Is it true that $A^2$ will be a rotation of 180 degrees, right? Because of vector length we will have something like $A^2=-CI$, where $C$ is just a constant. Is that true?

Answer 1

Here's a solution for the $n=2$ case (too long for the comments, sorry):

Using the determinant condition I gave in the comments, and letting $$A = \begin{pmatrix} a_{11} & a_{12} \\ a_{21} & a_{22} \end{pmatrix}$$ we have $$\det(tI-A) = t^2-a_{22}t-a_{11}t+a_{11}a_{22}-a_{12}a_{21} = t^2+1$$ Equating coefficients gives $-a_{11}=a_{22}$ and $a_{11}a_{22}-a_{12}a_{21}=1$. Rearranging a bit gives the matrix $$ A = \begin{pmatrix} a_{11} & \frac{-a_{11}^2-1}{a_{21}} \\ a_{21} & -a_{11} \end{pmatrix} $$ for $a_{21} \in \mathbb{R}, a_{21} \neq 0$ and $a_{11} \in \mathbb{R}$. So in the case of the example you gave, $a_{11}=0$ and $a_{21}=1$.

Answer 2

You might be interested in complex structures on real vector spaces.

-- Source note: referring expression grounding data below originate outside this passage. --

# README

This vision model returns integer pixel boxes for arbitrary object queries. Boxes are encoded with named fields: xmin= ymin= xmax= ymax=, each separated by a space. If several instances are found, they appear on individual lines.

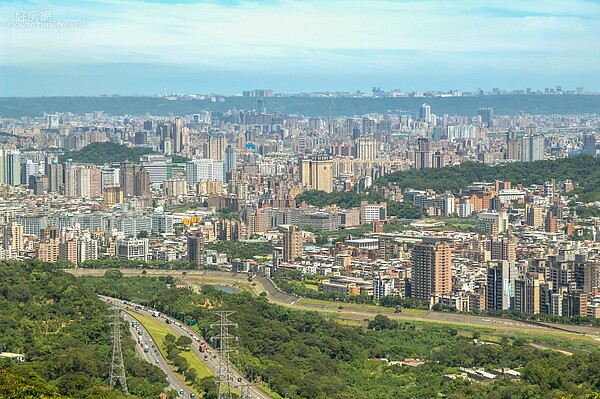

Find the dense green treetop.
xmin=0 ymin=260 xmax=167 ymax=399
xmin=58 ymin=142 xmax=189 ymax=165
xmin=295 ymin=190 xmax=425 ymax=219
xmin=375 ymin=155 xmax=600 ymax=202
xmin=82 ymin=273 xmax=600 ymax=399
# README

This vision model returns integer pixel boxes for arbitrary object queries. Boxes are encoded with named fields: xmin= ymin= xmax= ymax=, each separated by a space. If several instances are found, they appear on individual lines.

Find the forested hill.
xmin=375 ymin=155 xmax=600 ymax=202
xmin=82 ymin=273 xmax=600 ymax=399
xmin=2 ymin=94 xmax=600 ymax=118
xmin=0 ymin=260 xmax=168 ymax=399
xmin=59 ymin=142 xmax=154 ymax=165
xmin=59 ymin=142 xmax=189 ymax=165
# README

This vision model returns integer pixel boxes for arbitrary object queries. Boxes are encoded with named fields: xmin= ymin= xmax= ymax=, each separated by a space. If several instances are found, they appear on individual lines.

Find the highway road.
xmin=101 ymin=295 xmax=272 ymax=399
xmin=101 ymin=296 xmax=197 ymax=398
xmin=71 ymin=269 xmax=600 ymax=341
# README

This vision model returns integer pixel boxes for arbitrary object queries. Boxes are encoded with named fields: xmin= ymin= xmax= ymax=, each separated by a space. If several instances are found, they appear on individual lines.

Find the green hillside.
xmin=376 ymin=155 xmax=600 ymax=202
xmin=0 ymin=260 xmax=168 ymax=399
xmin=59 ymin=142 xmax=153 ymax=165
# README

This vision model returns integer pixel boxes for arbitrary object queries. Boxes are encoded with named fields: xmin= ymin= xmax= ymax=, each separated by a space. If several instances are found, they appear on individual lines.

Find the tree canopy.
xmin=0 ymin=260 xmax=168 ymax=399
xmin=375 ymin=155 xmax=600 ymax=202
xmin=82 ymin=273 xmax=600 ymax=399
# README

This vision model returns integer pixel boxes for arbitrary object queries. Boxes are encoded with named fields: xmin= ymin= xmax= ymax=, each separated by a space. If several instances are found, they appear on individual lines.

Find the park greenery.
xmin=0 ymin=260 xmax=171 ymax=399
xmin=58 ymin=142 xmax=189 ymax=165
xmin=375 ymin=155 xmax=600 ymax=202
xmin=205 ymin=240 xmax=273 ymax=260
xmin=81 ymin=273 xmax=600 ymax=399
xmin=295 ymin=190 xmax=426 ymax=219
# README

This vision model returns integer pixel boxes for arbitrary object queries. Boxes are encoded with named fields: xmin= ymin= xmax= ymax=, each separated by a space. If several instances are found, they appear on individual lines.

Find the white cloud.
xmin=0 ymin=0 xmax=598 ymax=77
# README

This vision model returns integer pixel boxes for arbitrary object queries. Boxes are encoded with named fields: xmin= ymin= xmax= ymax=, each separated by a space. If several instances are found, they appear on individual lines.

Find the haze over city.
xmin=1 ymin=0 xmax=600 ymax=96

The basic idea is this: suppose I have a complex vector space $V$ of dimension $n$. If I forget how to multiply by $i$, and only use scalars that are real, then $V$ is also a real vector space of dimension $2n$ (let's call this $V_{\mathbb{R}}$, to make it clear I've forgotten anything complex). An interesting question is: what exactly did I forget when I forgot how to multiply by $i$? Can I remember it for later, and get back my original complex vector space?

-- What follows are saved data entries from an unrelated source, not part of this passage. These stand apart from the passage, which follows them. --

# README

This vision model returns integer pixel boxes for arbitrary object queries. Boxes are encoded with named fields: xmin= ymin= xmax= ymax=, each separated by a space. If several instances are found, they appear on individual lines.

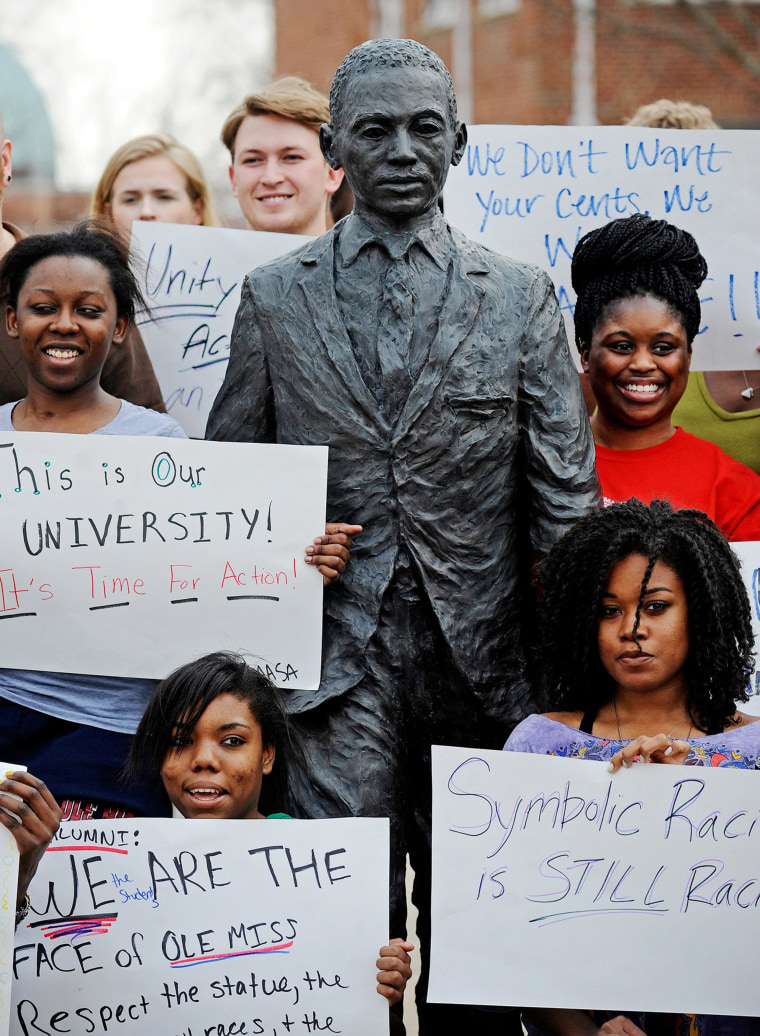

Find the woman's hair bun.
xmin=571 ymin=213 xmax=707 ymax=296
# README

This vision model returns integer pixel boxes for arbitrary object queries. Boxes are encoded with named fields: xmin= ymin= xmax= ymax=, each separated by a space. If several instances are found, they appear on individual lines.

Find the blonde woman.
xmin=91 ymin=133 xmax=220 ymax=232
xmin=86 ymin=134 xmax=221 ymax=412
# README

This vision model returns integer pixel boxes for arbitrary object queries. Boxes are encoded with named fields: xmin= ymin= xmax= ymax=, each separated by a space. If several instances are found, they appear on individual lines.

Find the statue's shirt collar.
xmin=337 ymin=211 xmax=451 ymax=271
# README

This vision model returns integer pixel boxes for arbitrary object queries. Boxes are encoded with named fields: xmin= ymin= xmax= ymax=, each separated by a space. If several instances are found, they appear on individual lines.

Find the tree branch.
xmin=595 ymin=2 xmax=760 ymax=100
xmin=673 ymin=0 xmax=760 ymax=81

On the complex vector space $V$, there is a linear map $J: V \to V$ which is multiplication by $i$, defined by $Jv = iv$. In fact, this map is $\mathbb{R}$-linear, and so gives a linear map $J: V_\mathbb{R} \to V_\mathbb{R}$. We can check that $J^2v = i^2v = -v$, and so $J^2 = -\mathrm{id}_V$. This map $J$ is exactly what we forgot when we forgot how to multiply by $i$: if I have a vector $v \in V_{\mathbb{R}}$ and want to scale it by $(a + bi)$, then I use $(a \,\mathrm{id}_V + bJ)v$.

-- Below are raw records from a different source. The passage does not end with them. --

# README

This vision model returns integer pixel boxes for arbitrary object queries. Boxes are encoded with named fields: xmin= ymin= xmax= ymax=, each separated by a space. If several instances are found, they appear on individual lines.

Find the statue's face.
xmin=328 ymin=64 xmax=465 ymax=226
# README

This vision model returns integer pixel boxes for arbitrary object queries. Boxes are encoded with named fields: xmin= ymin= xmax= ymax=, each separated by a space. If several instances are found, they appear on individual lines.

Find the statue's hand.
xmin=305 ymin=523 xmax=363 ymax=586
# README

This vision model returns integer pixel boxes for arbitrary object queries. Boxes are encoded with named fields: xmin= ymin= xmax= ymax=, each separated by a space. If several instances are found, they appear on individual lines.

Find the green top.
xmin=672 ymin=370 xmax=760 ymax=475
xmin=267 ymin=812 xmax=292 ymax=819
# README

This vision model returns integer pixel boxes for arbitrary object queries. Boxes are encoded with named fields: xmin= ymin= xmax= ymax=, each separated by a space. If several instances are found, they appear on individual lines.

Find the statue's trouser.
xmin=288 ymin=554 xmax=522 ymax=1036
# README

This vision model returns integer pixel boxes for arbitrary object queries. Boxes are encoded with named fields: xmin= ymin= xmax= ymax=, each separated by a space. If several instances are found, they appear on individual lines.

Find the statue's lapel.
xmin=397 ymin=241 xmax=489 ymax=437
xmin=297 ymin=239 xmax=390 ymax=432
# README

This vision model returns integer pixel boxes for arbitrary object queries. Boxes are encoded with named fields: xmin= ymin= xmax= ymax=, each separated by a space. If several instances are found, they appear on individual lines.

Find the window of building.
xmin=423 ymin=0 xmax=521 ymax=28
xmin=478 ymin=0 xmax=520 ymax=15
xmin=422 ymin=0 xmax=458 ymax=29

Your question is essentially going the opposite way: starting with a $2n$-dimensional real vector space $W$, what are the kind of maps $J: W \to W$ such that $(W, J)$ becomes a complex vector space with action $(a + bi)w = (a \, \mathrm{id}_W + bJ)w$.

Answer 3

If you want to make progress, you will need to read some books...

The matrices $M\in M_2(\mathbb{R})$ s.t. $M^2=-I_2$ are similar to your $J$ (there are an infinity of such matrices).

Yet, if you consider that $\mathbb{R}^2$ is euclidean (with an inner product), then it is natural to consider the solutions $M$ that are normal ($MM^T=M^TM$). Then you find only $2$ solutions: $\pm J=Rot(\pm \pi/2)$, that are skew-symmetric. If we consider the isomorphism $f:a+ib\in \mathbb{C}\rightarrow \begin{pmatrix}a&-b\\b&a\end{pmatrix}=aI+bJ\in M_2(\mathbb{R})$, then $\pm J=\pm f(i)$ (cf. the Joppy's post). Of course, if $M$ is skew-symmetric ($a=0$), then $M^2=-b^2I$; yet, it's false when $n>2$.

Now, in dimension $2n$, the matrices s.t. $M^2=-I_{2n}$ are similar to $diag(J_1,\cdots,J_n)$ where $J_k=J$.

In the euclidean case, where $M$ is normal, then the solutions are skew-symmetric and in the form $Pdiag(J_1,\cdots,J_n)P^T$ where $P$ is an orthogonal matrix; that is to say $\mathbb{R}^{2n}$ is an orthogonal sum of $n$ planes $\Pi_k$ s.t., over each $\Pi_k$, the linear transformation is $Rot(\pm \pi/2)$.